I’m not saying that analysis is bad, in many cases its good and it shows its effectiveness.  No team outside of Chicago was going to sign Julius Peppers to that contract.  No team had more of an urge to sign him since they didn’t have draft picks in the first two rounds this year because they traded for Jay Cutler last year who again was subject to wonderful projections in Chicago but fell flat and had a terrible first year in the system.  Something most could’ve seen coming if they had just looked at their roster.  They had no proven weapons outside of Greg Olsen who had a down year as well.

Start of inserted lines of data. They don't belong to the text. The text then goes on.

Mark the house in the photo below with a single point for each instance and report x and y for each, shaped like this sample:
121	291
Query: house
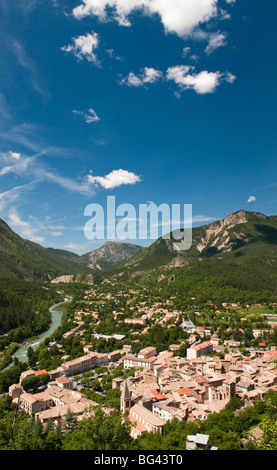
199	442
199	350
142	416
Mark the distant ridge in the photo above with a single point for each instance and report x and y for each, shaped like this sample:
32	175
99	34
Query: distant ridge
24	259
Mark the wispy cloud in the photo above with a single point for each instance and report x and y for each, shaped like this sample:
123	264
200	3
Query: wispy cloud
89	116
179	17
184	76
32	167
14	194
147	76
26	229
22	57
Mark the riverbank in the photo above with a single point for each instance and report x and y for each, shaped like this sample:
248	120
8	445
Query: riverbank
56	317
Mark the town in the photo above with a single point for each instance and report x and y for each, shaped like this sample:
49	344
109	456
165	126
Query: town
187	380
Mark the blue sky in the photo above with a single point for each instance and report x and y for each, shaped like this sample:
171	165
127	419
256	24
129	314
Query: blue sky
145	100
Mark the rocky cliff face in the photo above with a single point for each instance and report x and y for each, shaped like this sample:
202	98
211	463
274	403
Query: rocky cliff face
226	234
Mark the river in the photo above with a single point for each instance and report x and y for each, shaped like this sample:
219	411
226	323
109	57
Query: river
56	317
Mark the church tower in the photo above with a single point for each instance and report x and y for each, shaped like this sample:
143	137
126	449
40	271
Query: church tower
125	401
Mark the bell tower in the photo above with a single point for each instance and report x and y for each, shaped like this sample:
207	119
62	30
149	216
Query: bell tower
125	400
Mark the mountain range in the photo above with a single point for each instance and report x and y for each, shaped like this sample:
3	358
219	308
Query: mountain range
241	247
24	259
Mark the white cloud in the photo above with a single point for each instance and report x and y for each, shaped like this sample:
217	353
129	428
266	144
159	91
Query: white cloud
32	167
83	47
177	16
13	194
114	179
147	76
26	229
216	40
202	82
90	116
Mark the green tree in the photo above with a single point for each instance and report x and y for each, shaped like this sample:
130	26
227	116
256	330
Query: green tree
101	432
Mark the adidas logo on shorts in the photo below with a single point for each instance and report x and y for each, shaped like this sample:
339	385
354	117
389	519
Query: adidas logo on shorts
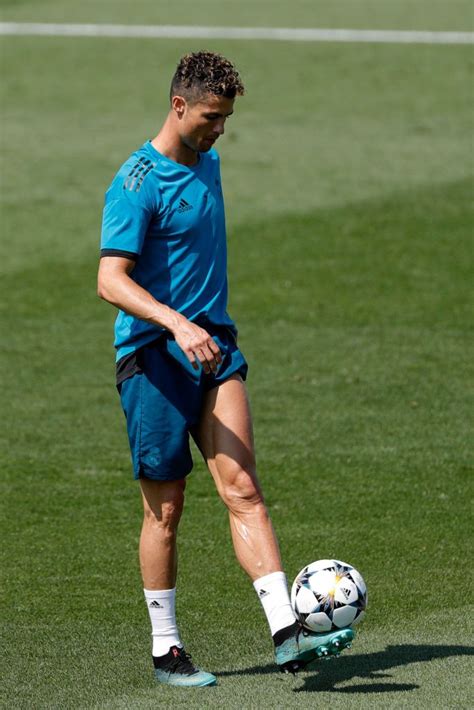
184	206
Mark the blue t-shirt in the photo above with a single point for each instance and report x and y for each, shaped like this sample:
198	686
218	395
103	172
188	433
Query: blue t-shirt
169	218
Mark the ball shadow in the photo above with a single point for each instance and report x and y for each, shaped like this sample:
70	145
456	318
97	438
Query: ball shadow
326	675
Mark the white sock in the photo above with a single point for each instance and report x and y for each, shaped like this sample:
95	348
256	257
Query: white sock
272	591
161	607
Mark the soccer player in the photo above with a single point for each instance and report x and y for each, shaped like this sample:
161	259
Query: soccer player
179	368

The analytics business is a growing one but one with many faults.  Teams that rest their entire payrolls on it can only expect moderate success.  I haven’t seen Moneyball expert Billy Beane win any championships employing that system.  He’s willing to risk oft injured Ben Sheets will be a valuable commodity based on expectations he probably got from some machine.  One can assume that the Mets with their boat load of injuries will automatically be better because they get all their superstars back, but there’s no certainty to that.  Its possible that even with a healthy line  up, they could still end up second fiddle to Philadelphia who admirably stuck to their principles and resisted the urge to forego their payroll and future  in order for one or two years of glory.*

*= read absolutely relieved!

Much of sports analytics is based on the principle that things can be quantified to a certain percentage point of accuracy and yet that percentage point is never 100.  The projecting is based on certain things being the same all the time which is impossible.  A point was made during the Sloan conference about it being impossible to judge quarterbacks because you would have to have a QB throw in the same system over ten years to the same recievers.  Think about the likelihood that a reciever and a QB running the same system with a coach who’s liable to call the same play at the same situation every time over a ten year period is?  Can I say negative percent?

Even then the certainty of those stats is impossible to negotiate.  My point simply is that statistical analysis has a place in sports but the more teams employ it, its clear that its for one purpose only.  To cut payroll and put a competitive team out there.  Not a championship one.  Can a team that employs this system win a championship?  Sure.  But the probability of that is very hard to calculate even for these sports geeks.